Order of rdf triples embeddings
See original GitHub issue❓ Question
I have generated embeddings for RDF triples URIs (from DBpedia) using pyRDF2vec. When I am passing the list(set(entities)) in the transformer.fir_transform(), I am not sure about the sequence of order of embeddings generated by the pyRDF2vec transformer. Will these sequences or order affect the results when I will concatenate these rdf embeddings with sentence context embeddings while training the model?
`code:
def rdftriplestovec(filepath,entities):
kg = KG(filepath)
transformer = RDF2VecTransformer(walkers=[RandomWalker(3, None)],
embedder=Word2Vec(size=500))
entities_names=[entity.name for entity in kg._entities]
filtered_entities = [e for e in entities if e in entities_names]
not_found = set(entities) - set(filtered_entities)
print('entities could not be found in the KG! Removing them')
entities = list(set(filtered_entities))
embeddings = transformer.fit_transform(kg, entities)
print(embeddings)
return embeddings`
Sample of rdf triples in .ttl file (the predicate is of owl type): (passing as filepath in rdftriplestovec function)
@prefix owl: http://www.w3.org/2002/07/owl# .
http://dbpedia.org/resource/AT&T owl:Ontology http://dbpedia.org/resource/Espionage, http://dbpedia.org/resource/Police .
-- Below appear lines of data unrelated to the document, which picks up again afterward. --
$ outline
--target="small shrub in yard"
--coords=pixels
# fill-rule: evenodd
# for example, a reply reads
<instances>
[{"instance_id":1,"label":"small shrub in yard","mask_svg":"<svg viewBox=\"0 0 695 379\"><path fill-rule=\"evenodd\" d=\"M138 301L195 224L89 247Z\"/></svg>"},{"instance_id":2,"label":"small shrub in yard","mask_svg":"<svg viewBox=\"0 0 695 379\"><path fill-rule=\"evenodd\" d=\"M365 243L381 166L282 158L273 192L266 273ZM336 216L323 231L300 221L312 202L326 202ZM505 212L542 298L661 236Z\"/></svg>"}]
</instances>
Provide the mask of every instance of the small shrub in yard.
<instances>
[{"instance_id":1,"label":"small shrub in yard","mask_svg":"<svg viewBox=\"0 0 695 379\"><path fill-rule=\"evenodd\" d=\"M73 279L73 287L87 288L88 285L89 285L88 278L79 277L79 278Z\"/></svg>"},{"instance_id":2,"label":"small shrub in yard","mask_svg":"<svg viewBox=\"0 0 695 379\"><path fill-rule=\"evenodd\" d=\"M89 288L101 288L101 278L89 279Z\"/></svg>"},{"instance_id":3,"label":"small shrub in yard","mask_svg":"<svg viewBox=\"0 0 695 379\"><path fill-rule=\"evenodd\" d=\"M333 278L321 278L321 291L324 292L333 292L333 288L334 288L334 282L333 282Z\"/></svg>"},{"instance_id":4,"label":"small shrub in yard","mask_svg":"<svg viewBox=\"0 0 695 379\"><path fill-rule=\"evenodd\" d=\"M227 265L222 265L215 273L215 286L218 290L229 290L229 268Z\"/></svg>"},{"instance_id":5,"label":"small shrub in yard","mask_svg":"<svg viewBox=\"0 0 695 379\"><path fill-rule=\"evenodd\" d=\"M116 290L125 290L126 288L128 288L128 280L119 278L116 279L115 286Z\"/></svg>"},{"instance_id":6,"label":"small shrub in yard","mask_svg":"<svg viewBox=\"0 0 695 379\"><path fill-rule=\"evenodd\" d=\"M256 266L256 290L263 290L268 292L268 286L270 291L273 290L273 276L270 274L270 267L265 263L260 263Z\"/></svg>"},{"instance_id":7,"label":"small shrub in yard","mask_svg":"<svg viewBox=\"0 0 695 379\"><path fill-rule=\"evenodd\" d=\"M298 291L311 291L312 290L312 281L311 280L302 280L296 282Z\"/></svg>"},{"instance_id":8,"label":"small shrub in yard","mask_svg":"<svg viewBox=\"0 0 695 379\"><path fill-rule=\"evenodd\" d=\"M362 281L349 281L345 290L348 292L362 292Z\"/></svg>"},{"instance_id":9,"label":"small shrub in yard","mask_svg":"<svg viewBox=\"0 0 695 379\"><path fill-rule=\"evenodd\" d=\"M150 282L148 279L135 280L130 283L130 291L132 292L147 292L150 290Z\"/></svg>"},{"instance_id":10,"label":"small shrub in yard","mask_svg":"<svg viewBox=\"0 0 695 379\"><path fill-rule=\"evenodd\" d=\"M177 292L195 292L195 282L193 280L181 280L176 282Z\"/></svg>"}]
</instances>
http://dbpedia.org/resource/Actor owl:Ontology http://dbpedia.org/resource/Major, http://dbpedia.org/resource/Plea, http://dbpedia.org/resource/United_States .
http://dbpedia.org/resource/Actor_model owl:Ontology http://dbpedia.org/resource/Visibility .
http://dbpedia.org/resource/Advertising owl:Ontology http://dbpedia.org/resource/Indian_Americans .
http://dbpedia.org/resource/Afghan_National_Army owl:Ontology http://dbpedia.org/resource/Enemy .
http://dbpedia.org/resource/Ago,_Mie owl:Ontology http://dbpedia.org/resource/Haunt_(comics), http://dbpedia.org/resource/Human_back, http://dbpedia.org/resource/Jesus
sample: URI list which I get from DBpedia API for my dataset (passing as entities in function rdftriplestovec)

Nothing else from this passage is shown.